Como aquel maestro joven —recuerda el viejo— destinado a Roccasera cuando murió el bueno de don Piero. Los chicos no le entendían, claro; si bien tampoco les importaban mucho los cuentos sobre viejos reyes o sobre países a donde no se va; pero las cuentas sí conviene saberlas bien, para no ser engañado por el amo o en las ferias. Menos mal que cuando los chicos hacían alguna barbaridad —y en urdirlas descollaba el viejo, cuando en invierno podía ir a la escuela— el nuevo maestro les insultaba hasta en dialecto y entonces sí que le entendían. Porque era de Trizzino, junto a Reggio, aunque lo ocultaba el muy cretino.
El niño, claro, con tanta palabrería en ese italiano flojo, se duerme, como ahora.
Entonces Andrea, muy satisfecha, se instala en su mesa, se parapeta tras sus libros, enciende su lámpara y escribe, escribe, escribe. Sin gafas porque, como ha averiguado ya el viejo, se pasó a las lentillas.
El viejo aprovecha para ir a sentarse junto a la cunita, cavilando. Al rato su hijo entra en el piso y aparece en la alcobita, besa al niño y se retira a su cuarto para vestirse de casa. El viejo le sigue, acuciado por su obsesión, aun cuando evita entrar en ese dormitorio conyugal. Tiene que insistir, convencerles. Su hijo acabará comprendiéndole.
Renato, que se está poniendo la bata, se extraña al verle entrar:
—¿Quería usted algo, padre?
—Nada… Pero, fíjate, ahí mismo tenéis sitio de sobra para la cunita.
Renato sonríe, entre impaciente y benévolo.
—No es cuestión de sitio, padre. Es por su bien.
—¿De quién?
—Del niño, naturalmente… Ya se lo expliqué el otro día: así se evitan complejos. Cosa psicológica, de la cabeza. No deben tener fijaciones de cariño, ¿comprende? Deben soltarse, ser libres… Es complicado, padre, pero créame: los médicos saben más.

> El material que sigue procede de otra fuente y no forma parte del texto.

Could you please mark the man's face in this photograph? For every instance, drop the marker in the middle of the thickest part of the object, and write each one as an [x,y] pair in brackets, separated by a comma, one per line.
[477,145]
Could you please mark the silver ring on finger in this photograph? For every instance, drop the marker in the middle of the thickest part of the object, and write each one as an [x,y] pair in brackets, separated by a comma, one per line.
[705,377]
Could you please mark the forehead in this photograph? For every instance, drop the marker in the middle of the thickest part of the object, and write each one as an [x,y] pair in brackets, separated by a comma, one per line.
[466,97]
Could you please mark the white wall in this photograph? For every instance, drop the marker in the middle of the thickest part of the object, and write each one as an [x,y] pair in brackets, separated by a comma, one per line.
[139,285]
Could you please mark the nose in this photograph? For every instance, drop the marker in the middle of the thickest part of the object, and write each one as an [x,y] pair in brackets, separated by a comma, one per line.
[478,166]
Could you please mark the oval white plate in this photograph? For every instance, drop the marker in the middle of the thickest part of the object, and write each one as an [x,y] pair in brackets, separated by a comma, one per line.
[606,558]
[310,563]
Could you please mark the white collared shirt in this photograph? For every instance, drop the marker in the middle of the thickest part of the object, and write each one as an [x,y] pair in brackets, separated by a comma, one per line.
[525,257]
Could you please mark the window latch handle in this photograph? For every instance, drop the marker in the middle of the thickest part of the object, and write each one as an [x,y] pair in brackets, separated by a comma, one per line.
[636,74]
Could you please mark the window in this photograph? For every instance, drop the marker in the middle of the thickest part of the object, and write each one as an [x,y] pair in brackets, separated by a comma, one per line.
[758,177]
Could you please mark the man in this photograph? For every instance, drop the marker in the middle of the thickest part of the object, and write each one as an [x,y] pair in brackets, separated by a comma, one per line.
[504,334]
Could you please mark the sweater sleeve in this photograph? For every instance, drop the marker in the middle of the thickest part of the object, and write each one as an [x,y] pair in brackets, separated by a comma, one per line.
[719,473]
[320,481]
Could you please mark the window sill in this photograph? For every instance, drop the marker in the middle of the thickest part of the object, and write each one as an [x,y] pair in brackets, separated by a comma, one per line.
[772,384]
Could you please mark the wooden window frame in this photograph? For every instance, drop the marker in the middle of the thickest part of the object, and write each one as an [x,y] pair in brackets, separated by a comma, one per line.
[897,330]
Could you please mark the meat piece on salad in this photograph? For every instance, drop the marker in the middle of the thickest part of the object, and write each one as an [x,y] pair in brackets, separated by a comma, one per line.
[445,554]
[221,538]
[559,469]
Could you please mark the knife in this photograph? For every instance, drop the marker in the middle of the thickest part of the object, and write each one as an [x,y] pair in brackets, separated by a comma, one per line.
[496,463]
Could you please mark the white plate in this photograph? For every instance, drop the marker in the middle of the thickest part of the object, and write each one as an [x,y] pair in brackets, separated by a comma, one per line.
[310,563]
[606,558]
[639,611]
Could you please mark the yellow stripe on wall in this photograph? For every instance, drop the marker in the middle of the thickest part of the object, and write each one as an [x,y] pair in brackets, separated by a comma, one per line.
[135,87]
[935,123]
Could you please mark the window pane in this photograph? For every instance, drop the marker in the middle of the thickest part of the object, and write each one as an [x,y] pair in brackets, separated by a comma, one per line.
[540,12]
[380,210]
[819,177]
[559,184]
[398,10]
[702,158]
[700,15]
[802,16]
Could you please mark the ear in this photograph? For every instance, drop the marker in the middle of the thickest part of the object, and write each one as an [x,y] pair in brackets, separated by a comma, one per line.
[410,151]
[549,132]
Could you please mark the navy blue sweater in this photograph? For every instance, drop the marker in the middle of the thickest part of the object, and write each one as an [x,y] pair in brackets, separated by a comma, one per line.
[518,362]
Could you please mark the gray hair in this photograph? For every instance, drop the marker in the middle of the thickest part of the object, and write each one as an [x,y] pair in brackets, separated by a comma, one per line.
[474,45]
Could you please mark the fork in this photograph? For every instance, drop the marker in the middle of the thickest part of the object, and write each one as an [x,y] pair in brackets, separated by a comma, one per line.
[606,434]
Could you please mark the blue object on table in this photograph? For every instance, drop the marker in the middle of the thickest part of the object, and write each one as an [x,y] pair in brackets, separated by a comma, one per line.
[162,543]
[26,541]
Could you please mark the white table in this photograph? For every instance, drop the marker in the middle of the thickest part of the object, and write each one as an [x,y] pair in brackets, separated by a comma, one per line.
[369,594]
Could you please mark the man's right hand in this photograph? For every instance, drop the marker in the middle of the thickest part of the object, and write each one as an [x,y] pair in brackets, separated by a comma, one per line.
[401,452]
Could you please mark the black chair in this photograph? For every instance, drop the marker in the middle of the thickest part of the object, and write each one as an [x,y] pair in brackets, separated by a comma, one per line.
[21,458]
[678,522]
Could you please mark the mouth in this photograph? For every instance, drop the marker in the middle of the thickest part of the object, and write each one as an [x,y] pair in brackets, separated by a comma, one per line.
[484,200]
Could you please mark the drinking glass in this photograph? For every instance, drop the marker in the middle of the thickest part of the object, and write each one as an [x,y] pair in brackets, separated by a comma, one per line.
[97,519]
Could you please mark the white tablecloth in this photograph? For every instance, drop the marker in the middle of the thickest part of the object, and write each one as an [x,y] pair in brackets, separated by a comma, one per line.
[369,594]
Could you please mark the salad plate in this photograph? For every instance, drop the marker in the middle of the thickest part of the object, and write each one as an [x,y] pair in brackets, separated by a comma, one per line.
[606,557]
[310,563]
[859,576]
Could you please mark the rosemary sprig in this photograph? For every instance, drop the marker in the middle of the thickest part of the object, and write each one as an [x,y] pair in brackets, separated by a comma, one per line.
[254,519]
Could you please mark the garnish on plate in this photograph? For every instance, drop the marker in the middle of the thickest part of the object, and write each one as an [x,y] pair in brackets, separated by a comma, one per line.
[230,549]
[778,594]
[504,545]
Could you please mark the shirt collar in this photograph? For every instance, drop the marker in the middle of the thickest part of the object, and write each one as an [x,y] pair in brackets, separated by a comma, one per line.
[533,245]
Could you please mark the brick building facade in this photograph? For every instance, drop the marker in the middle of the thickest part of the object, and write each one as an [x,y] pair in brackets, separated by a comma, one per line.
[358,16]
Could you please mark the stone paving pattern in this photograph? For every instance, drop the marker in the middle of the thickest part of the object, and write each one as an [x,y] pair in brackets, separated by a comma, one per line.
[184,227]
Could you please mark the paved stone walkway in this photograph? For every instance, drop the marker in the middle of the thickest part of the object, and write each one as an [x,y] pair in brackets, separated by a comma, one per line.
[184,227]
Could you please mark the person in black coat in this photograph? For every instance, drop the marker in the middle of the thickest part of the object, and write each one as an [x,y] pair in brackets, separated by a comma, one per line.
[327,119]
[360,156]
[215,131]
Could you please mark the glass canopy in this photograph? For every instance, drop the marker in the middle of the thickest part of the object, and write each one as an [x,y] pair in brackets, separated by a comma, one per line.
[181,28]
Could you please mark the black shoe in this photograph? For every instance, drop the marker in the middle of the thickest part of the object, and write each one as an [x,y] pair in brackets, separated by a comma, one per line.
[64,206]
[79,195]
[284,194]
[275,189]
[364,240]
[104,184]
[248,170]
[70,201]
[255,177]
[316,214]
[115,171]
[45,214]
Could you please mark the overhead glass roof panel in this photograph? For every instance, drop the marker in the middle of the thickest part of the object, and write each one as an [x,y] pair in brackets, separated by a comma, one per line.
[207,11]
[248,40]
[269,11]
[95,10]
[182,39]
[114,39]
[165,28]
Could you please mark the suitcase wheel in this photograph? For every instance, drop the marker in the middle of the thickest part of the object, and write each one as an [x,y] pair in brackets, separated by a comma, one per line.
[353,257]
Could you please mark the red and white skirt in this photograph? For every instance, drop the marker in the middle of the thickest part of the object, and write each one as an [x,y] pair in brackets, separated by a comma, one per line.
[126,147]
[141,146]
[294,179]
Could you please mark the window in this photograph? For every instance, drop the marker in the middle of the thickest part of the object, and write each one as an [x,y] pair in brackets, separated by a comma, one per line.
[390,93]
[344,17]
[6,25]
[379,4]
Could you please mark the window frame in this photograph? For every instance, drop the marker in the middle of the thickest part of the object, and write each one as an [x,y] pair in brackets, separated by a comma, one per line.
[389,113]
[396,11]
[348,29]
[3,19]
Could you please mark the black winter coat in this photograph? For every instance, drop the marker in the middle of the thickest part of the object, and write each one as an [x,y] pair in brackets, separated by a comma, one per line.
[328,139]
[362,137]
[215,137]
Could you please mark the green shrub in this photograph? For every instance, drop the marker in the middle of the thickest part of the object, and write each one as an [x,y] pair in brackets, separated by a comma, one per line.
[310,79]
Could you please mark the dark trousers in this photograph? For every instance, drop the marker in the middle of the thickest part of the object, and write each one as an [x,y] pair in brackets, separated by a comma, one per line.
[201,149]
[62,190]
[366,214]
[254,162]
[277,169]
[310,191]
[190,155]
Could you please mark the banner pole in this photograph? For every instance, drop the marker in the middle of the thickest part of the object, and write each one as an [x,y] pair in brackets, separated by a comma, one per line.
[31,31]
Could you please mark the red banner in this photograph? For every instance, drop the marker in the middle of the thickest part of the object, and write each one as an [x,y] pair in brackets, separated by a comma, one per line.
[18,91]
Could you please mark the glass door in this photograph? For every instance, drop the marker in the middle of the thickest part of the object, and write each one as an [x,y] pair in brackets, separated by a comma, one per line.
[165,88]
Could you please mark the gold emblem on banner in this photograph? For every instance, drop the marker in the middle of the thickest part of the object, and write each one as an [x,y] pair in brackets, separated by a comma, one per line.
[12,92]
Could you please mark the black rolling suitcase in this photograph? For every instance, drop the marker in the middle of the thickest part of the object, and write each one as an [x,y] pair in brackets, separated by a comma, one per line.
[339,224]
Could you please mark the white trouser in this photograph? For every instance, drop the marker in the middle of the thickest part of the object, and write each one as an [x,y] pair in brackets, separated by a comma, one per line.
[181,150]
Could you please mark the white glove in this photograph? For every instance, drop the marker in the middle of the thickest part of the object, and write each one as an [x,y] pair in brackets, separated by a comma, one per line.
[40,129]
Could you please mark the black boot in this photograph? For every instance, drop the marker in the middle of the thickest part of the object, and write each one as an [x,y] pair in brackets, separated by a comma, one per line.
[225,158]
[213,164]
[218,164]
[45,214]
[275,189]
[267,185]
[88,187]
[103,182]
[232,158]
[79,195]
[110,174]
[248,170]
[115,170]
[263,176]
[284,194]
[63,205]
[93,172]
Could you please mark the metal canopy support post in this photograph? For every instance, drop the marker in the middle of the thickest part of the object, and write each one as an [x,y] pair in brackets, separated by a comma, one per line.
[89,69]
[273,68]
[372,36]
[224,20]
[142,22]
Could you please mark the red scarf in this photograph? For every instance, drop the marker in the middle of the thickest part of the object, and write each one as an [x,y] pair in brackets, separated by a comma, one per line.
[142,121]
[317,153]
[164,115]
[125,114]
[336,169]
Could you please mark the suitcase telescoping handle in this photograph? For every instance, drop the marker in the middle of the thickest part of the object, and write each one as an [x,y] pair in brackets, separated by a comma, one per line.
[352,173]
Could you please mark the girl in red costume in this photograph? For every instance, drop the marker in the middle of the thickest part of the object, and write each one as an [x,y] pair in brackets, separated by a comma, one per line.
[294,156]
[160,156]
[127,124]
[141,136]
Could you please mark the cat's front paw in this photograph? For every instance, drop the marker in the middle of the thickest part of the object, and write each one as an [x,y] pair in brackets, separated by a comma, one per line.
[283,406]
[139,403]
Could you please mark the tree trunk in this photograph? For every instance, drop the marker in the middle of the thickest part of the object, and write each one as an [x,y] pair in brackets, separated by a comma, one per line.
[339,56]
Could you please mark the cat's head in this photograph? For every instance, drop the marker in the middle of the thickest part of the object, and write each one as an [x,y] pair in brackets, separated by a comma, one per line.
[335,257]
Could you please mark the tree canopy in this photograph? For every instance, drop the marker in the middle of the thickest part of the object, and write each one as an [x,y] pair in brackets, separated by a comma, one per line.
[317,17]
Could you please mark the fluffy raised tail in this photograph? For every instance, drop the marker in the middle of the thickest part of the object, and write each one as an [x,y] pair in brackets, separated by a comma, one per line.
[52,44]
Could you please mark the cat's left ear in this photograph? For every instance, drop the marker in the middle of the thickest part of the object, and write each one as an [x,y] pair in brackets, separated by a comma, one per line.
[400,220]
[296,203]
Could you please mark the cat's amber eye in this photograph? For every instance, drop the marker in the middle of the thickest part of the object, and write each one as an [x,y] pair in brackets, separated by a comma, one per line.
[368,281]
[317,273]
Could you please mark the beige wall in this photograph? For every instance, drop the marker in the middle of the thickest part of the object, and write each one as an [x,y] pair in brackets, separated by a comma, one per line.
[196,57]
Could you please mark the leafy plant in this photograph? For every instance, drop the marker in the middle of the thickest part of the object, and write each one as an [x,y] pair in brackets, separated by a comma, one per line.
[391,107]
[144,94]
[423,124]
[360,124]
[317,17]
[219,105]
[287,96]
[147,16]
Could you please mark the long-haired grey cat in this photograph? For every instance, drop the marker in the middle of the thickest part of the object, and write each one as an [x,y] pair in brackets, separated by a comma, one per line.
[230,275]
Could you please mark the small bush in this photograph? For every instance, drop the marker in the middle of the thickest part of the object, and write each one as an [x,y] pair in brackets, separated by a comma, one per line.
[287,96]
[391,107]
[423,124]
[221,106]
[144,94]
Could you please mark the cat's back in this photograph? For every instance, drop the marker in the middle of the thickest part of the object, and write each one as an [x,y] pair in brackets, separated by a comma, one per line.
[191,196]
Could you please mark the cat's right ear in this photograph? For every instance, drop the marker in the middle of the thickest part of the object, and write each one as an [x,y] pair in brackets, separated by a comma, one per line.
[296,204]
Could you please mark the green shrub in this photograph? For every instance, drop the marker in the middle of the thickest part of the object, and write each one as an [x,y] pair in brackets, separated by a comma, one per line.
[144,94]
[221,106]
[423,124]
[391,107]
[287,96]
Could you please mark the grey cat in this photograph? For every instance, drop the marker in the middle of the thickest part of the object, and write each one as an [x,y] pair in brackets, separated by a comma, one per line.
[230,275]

Cada palabra provoca en el viejo un rechazo. «¿Complicado? ¡Si es sencillísimo: basta querer!… ¿Libres? ¡Pero si estos pobres milaneses viven acojonados!… ¿Se sabe más? ¡Vaya un saber, ése de estorbar el cariño a los padres! Pues ¿a quién querer mejor? ¿Será que ahora los padres no quieren ser queridos?».
Pese a su exasperación no tiene tiempo de contraatacar. El niño se ha despertado y, además, es la hora de su baño… El baño, ¡jubilosa fiesta diaria!
La primera vez el viejo se sintió incómodo al asistir, como si le hicieran cómplice de asalto a una intimidad. Luego descubrió que al niño, además de su gozo en el agua, le encanta ser el héroe de la ceremonia. Además, desde que él se afeita a diario y fuma menos, el crío aprecia sus caricias e incluso se deja besar, cuando el viejo se atreve a ello porque la madre no está presente. El baño, en fin, reveló al viejo que Brunettino no sólo ostenta unos genitales prometedores, sino que experimenta ya auténticas erecciones y entonces se manosea y se huele sus deditos con sonrisa de bienaventurado. «¡Bravo, Brunettino! —se dijo el viejo al hacer tamaño descubrimiento—, ¡tan macho como tu abuelo!».
Por eso mismo aumenta su miedo a que acaben estropeando al niño esos libros y esos médicos que mandan desterrarlo por la noche, dejándole indefenso ante malos sueños, accidentes o potencias enemigas… «Como siga progresando esa gente acabará decidiendo que el hombre y la mujer duerman aparte, para no cogerse cariño…».
«¡Ay, Brunettino mío!… Necesitarías una de allá, con buenas jarcias, sabedora de hombres. Mi propia madre, o la Tortorella, que parió a once; o la zía Panganata, que tuvo tres maridos… Pero no te apures: si no la tienes, aquí estoy yo. ¡Déjate llevar por mí, niñito mío! ¡Yo te pondré en la buena senda para escalar la vida, que es dura como la montaña, pero te llena el corazón cuando estás en lo alto!».